In 1892, Thomas Robins began a series of inventions which led to the development of a conveyor belt used for carrying coal, ores and other products. In 1901, Sandvik invented and started the production of steel conveyor belts. In 1905, Richard Sutcliffe invented the first conveyor belts for use in coal mines, which revolutionized the mining industry. In 1913, Henry Ford introduced conveyor-belt assembly lines at Ford Motor Company's Highland Park, Michigan factory.

In 1972, the French society REI created in New Caledonia the longest straight-belt conveyor in the world in that moment, at a length of 13.8 km. Hyacynthe Marcel Bocchetti was the concept designer. The longest conveyor belt is that of the Bou Craa phosphate mine in Western Sahara (1973, 98 km in 11 sections). The longest single-span conveyor belt is at the Boddington bauxite mine in Western Australia (31 km).

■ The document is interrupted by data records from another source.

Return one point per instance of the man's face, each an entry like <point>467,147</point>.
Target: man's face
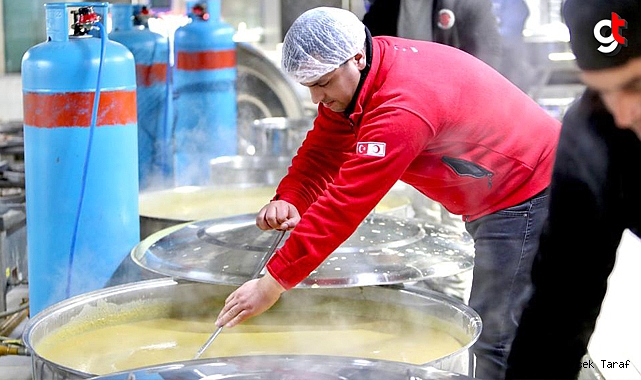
<point>336,89</point>
<point>620,89</point>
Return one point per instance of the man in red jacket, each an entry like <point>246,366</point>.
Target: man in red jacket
<point>424,113</point>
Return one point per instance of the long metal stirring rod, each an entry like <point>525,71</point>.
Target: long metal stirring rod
<point>261,265</point>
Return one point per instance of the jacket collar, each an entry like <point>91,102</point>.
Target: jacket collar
<point>368,57</point>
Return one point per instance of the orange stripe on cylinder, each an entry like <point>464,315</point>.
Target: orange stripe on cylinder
<point>206,60</point>
<point>146,75</point>
<point>73,109</point>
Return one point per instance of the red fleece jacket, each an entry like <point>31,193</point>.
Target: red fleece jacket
<point>430,115</point>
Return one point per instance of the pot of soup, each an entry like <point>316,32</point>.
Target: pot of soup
<point>160,209</point>
<point>384,250</point>
<point>164,321</point>
<point>279,367</point>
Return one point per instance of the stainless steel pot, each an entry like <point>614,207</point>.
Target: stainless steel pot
<point>383,250</point>
<point>242,193</point>
<point>409,309</point>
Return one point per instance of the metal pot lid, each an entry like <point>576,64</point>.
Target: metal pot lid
<point>285,368</point>
<point>383,250</point>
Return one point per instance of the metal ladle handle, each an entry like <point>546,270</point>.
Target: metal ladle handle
<point>261,265</point>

In 1957, the B. F. Goodrich Company patented a Möbius strip conveyor belt, that it went on to produce as the "Turnover Conveyor Belt System". Incorporating a half-twist, it had the advantage over conventional belts of a longer life because it could expose all of its surface area to wear and tear. Such Möbius strip belts are no longer manufactured because untwisted modern belts can be made more durable by constructing them from several layers of different materials. In 1970, Intralox, a Louisiana-based company, registered the first patent for all plastic, modular belting.

== Structure ==
The belt consists of one or more layers of material. It is common for belts to have three layers: a top cover, a carcass and a bottom cover. The purpose of the carcass is to provide linear strength and shape. The carcass is often a woven or metal fabric having a warp & weft. The warp refers to longitudinal cords whose characteristics of resistance and elasticity define the running properties of the belt. The weft represents the whole set of transversal cables allowing to the belt specific resistance against cuts, tears and impacts and at the same time high flexibility. The most common carcass materials are steel, polyester, nylon, cotton and aramid (class of heat-resistant and strong synthetic fibers, with Twaron or Kevlar as brand names). The covers are usually various rubber or plastic compounds specified by use of the belt.

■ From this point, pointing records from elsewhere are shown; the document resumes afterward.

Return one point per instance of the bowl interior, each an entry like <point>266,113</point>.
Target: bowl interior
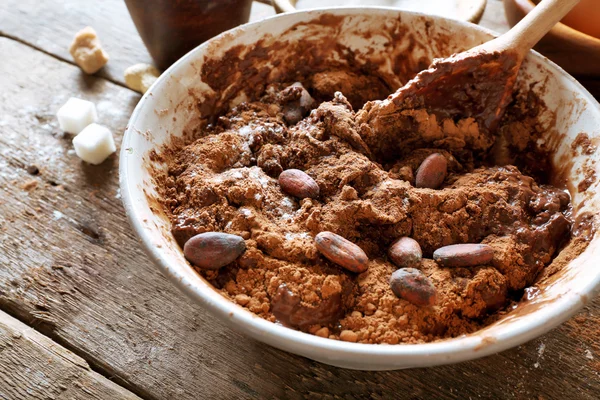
<point>232,67</point>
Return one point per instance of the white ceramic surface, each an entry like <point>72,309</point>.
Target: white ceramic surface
<point>153,122</point>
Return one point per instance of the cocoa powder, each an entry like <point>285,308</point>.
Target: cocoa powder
<point>226,181</point>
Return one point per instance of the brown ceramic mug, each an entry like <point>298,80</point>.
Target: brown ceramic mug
<point>171,28</point>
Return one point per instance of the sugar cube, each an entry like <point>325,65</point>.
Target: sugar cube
<point>76,114</point>
<point>87,51</point>
<point>94,144</point>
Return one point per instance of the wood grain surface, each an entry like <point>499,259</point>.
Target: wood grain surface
<point>50,25</point>
<point>71,268</point>
<point>34,367</point>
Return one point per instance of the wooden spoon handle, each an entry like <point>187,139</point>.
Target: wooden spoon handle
<point>523,36</point>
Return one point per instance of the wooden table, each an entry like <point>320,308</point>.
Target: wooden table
<point>85,314</point>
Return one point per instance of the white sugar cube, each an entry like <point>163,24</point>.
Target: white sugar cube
<point>76,114</point>
<point>94,144</point>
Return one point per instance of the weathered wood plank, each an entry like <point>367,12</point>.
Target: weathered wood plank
<point>70,266</point>
<point>34,367</point>
<point>50,25</point>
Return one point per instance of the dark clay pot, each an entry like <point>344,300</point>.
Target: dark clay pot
<point>171,28</point>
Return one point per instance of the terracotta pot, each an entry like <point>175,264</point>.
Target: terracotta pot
<point>171,28</point>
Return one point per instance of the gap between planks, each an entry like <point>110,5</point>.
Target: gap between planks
<point>59,372</point>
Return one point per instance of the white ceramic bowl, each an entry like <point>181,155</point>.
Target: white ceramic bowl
<point>171,105</point>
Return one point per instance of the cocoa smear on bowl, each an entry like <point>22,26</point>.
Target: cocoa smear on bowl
<point>223,177</point>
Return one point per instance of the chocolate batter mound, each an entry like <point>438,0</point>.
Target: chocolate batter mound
<point>226,181</point>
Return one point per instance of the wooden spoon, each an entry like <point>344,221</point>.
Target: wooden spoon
<point>479,82</point>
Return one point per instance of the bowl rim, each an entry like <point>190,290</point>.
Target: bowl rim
<point>445,351</point>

Steel conveyor belts are used when high strength class is required. For example, the highest strength class conveyor belt installed is made of steel cords. This conveyor belt has a strength class of 10000 N/mm and it operates at Chuquicamata mine, in Chile. Polyester, nylon and cotton are popular with low strength classes. Aramid is used in the range 630–3500 N/mm. The advantages of using aramid are energy savings, enhanced lifetimes and improved productivity. As an example, a 2250 N/mm, 3400 m underground belt installed at Baodian Coal Mine, part of in Yanzhou Coal Mining Company, China, was reported to provide energy savings of over 15%. Whilst Shenhua Group, has installed several aramid conveyor belts, including a 4400 N/mm belt with a length of 11600 m.

== Applications ==
Today there are different types of conveyor belts that have been created for conveying different kinds of material available in PVC and rubber materials.
Material flowing over the belt may be weighed in transit using a beltweigher. Belts with regularly spaced partitions, known as elevator belts, are used for transporting loose materials up steep inclines. Belt Conveyors are used in self-unloading bulk freighters and in live bottom trucks. Belt conveyor technology is also used in conveyor transport such as moving sidewalks or escalators, as well as on many manufacturing assembly lines. Stores often have conveyor belts at the check-out counter to move shopping items, and may use checkout dividers in this process. Ski areas also use conveyor belts to transport skiers up the hill. Industrial and manufacturing applications for belt conveyors include package handling, trough belt conveyors, trash handling, bag handling, coding conveyors, and more. Integration of Human-Machine Interface (HMI) to operate the conveyor system can also help with control, accuracy and efficiency.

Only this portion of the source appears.